Thursday, August 20, 2015
Large DCIS Breast Cancer Study Is 'Compelling Case' for Change
New results from an observational study of more than 100,000 women with ductal carcinoma in situ (DCIS) provides a "compelling case" that it is "time for a change" in the management of the disease, according to a pair of experts.
Instead, for patients who underwent lumpectomy, the addition of radiotherapy was associated with a reduction in the risk for ipsilateral invasive recurrence at 10 years (2.5% vs 4.9%; adjusted HR, 0.47; P < .001), but not of breast-cancer-specific mortality at 10 years (0.8% vs 0.9%; HR, 0.86; P = .22).

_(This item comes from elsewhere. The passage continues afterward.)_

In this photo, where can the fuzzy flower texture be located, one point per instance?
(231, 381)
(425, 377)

Thus, the more intense therapy for DCIS (lumpectomy plus radiation), compared with the less intense therapy (lumpectomy alone), was good at reducing the risk for invasive disease, but not at reducing the risk for death.
In their editorial, Drs Esserman and Yau note that this has been reported previously, but nevertheless highlight this as "key" finding: "aggressive treatment (radiation therapy after lumpectomy) of almost all DCIS does not lead to a reduction in breast cancer mortality."

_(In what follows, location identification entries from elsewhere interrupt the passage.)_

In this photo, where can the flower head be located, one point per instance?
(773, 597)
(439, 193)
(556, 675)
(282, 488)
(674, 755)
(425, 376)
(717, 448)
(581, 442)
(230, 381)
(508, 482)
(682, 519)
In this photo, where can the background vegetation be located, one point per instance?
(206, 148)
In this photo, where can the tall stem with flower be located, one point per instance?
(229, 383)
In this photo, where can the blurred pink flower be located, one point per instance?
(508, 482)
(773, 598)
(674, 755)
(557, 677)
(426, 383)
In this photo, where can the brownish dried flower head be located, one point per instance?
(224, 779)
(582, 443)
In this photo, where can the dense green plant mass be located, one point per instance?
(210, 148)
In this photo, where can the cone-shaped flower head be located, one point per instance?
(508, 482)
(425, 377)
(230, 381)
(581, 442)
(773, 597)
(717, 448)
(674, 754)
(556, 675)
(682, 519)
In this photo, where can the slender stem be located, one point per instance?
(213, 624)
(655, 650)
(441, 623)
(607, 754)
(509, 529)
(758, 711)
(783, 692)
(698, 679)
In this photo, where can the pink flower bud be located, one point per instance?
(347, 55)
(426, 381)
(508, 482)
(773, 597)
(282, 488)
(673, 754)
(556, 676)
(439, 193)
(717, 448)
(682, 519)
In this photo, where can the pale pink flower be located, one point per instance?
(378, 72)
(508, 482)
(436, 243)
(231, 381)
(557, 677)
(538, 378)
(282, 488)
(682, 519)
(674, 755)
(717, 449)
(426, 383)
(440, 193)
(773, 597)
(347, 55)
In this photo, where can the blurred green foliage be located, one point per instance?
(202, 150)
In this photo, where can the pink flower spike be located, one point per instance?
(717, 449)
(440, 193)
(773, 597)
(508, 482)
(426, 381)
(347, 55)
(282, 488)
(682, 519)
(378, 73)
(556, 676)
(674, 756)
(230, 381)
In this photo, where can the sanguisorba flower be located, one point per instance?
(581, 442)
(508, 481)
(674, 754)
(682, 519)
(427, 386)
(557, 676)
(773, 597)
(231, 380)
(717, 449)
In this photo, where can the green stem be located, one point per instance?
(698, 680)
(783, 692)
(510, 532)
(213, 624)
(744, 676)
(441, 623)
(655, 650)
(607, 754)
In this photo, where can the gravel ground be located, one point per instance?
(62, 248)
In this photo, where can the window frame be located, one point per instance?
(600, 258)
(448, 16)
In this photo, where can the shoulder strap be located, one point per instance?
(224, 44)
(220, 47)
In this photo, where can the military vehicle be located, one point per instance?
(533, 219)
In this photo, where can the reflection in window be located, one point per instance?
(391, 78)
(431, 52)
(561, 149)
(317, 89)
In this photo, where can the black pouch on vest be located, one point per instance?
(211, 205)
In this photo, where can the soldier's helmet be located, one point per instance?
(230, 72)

They also call for a change in management: "Radiation therapy should not be routinely offered after lumpectomy for DCIS lesions that are not high risk because it does not affect mortality," they write.
There were also women in the study who underwent mastectomy. Again, the investigators found the same pattern — the more intensive treatment was good for reducing recurrence, but not death.
Although risk for ipsilateral invasive recurrence at 10 years was lower in patients who underwent unilateral mastectomy than in those who underwent lumpectomy (1.3% vs 3.3%), the risk for breast-cancer-specific mortality was higher in mastectomy patients than in lumpectomy patients (1.3% vs 0.8%). This finding is not as surprising, however, because the mastectomy patients had larger and higher-grade tumors, on average. In fact, when those factors were controlled for, the difference in 10-year survival was not significant.
However, it was still the case that the more intensive treatment (mastectomy) improved recurrence but not mortality.